Lawmakers seeking to reform Minnesota’s response to fish kills
Minnesota fish kill investigations have lacked speed and consideration for human health, according to state legislators who want to sharpen the response.
Particularly when it comes to contaminant-related fish kills in the trout streams of southeastern Minnesota, reformers say investigators need to act faster and with uniformity to help pinpoint the origin of fish kills. Moreover, people who drink from the affected watersheds deserve prompt notification, the lawmakers and advocates say.
“What we have now is weak efforts that come up with inconclusive results,” said Jeff Broberg, a geologist and founder of the Minnesota Well Owners Organization. “We get narratives like, ‘It’s the heavy rainfall that killed the fish.’ It’s not. In trout streams, these are man-made events.”

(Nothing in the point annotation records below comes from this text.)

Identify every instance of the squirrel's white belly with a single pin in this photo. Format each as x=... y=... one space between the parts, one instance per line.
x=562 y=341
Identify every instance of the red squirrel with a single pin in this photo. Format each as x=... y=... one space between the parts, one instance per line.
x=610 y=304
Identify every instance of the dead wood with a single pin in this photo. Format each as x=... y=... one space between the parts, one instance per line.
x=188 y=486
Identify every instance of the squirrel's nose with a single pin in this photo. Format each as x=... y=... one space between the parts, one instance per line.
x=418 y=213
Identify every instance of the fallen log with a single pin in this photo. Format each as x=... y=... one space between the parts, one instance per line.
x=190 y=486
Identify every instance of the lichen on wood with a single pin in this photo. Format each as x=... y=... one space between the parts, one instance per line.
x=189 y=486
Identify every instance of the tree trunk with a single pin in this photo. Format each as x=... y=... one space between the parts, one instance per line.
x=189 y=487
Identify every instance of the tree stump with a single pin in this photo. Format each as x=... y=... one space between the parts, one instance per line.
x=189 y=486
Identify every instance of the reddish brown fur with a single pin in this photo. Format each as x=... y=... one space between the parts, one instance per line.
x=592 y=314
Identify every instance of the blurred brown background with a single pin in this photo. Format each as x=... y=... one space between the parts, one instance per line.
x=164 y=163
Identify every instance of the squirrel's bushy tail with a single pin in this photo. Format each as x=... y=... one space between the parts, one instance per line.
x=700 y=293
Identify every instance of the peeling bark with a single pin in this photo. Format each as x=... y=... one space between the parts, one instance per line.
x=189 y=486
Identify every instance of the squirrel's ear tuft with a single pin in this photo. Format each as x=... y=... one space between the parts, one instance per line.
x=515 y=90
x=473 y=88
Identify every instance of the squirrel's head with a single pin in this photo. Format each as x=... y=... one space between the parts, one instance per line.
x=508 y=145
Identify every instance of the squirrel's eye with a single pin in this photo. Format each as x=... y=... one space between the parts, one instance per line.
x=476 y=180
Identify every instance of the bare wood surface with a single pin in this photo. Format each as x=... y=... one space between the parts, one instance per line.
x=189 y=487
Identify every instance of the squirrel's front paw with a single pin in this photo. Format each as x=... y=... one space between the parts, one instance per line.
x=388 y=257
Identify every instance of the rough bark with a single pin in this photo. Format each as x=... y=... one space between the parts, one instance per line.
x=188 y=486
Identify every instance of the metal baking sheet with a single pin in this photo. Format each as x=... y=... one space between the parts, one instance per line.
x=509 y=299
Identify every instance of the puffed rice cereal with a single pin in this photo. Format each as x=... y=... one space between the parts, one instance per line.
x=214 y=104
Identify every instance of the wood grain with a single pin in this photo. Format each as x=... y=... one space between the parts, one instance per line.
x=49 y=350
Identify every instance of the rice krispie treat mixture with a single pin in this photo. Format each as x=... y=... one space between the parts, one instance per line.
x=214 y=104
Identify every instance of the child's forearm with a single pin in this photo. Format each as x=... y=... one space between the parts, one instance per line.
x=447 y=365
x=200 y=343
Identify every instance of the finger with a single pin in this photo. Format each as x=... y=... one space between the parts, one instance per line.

Broberg was testifying last week before a House committee that included an appearance by Department of Natural Resources Commissioner Sarah Strommen. She received accolades at the hearing for saying that the ongoing public discussion of fish kills needs to address prevention of agriculture runoff — chemicals and manure.
“Generally (fish kills) are due to some application that was put on the land and that substance is running off into the lakes and rivers and causing a change in the water chemistry that’s affecting the fish and causing a die-off,” Strommen testified before the House Environment and Natural Resources Committee.
Carly Griffith, water program director at Minnesota Center for Environmental Advocacy, testified at the same hearing that the state needs to work more diligently on setbacks to keep feedlot waste and ag chemicals from entering springs and surface water. But the issue of setbacks is not addressed in the bill. For now, she said, the proposed fish kill bill would improve public response, including acute involvement by the state Department of Health.
“Public communication is a key part of what needs to be improved,” Griffith said.
She said Minnesota fish kill events have increased in size and frequency. Last summer’s die-off of 2,500 brown trout and other fish in a stretch of Rush Creek near Lewiston was the latest known incident. According to the Lanesboro DNR Fisheries office, the Rush Creek fish kill was the sixth documented fish kill since 2015 in Fillmore, Houston, Winona and Olmsted counties. The combined mortality of trout from those events has been estimated at more than 13,000 fish.
According to a multi-agency investigation of the Rush Creek fish kill, several factors likely contributed. The exact cause couldn’t be pinpointed, but a report by the Minnesota Pollution Control Agency (MPCA) cited possible factors as upstream applications of manure and pesticides combined with low-flow conditions in the creek before rainfall July 23.
In a statement included in the report, Dana Vanderbosch of the MPCA said the agency shares in the public’s frustration “around events like this that impact hundreds of fish and oftentimes don’t point to any one cause.”
He said MPCA often hears about fish kills several hours or even days after they occurred and by then the pollution has diluted and washed downstream.
State Rep. Sydney Jordan, DFL-Minneapolis, said the fish kill bill she introduced this year would sharpen agency protocols to speed investigations while also requiring extensive sampling of water, soil, vegetation, nearby manure, dead fish and other aquatic creatures. The bill also would mandate quick reporting of fish kills once they are discovered.
“Speed is the name of the game,” Jordan said in an interview. “We’ll be putting in place what the agencies need to be doing.”
State Sen. Jennifer McEwen, DFL-Duluth, is carrying a similar bill in the Senate. She said agencies have been improving their protocols on joint fish kill investigations, but it’s important to sharpen them, add health department expertise to the mix and put the improved protocols into law so they can’t be neglected by future administrations.
“We need to do something,” McEwen said. “This is an essential stepping stone.”
According to her bill, an administrative law judge would be involved in finalizing the protocols.
Strengthening the human health aspect of the fish kill investigations is important in the Driftless Area because of the region’s karst topography. The ground features fractured and dissolved limestone at or near the surface, giving water an easy path to groundwater and springs that feed the area’s cold water trout streams.
“Trout water is drinking water,” Minnesota Trout Unlimited Executive Director John Lenczewski testified in the House committee. “It’s being polluted again and again.”
Like others, Lenczewski said in committee that any new fish kill legislation should be amended in the future with pollution controls to prevent the incidents in the first place.
This week, the Senate’s version of the fish kill bill received a committee hearing and was laid over for possible inclusion in a larger environmental bill. The House bill has been approved by the Environment and Natural Resources Committee.
Driftless Area fish kills
According to the Lanesboro DNR fisheries office, here’s a list of six documented fish kills since 2015 in Fillmore, Houston, Winona and Olmsted counties.
- July 2022: Rush Creek estimated 1,875 trout and 625 other fish dead.
- July 2021: Trout Valley Creek estimated 250 trout dead.
- September 2019: Garvin Brook estimated 1,262 trout dead.
- May 2018: Bee Creek estimated 15 trout dead.
- October 2017: Spring Valley Creek estimated 170 trout dead.
- July 2015: South Branch Whitewater River estimated 9,000 to 10,000 trout dead.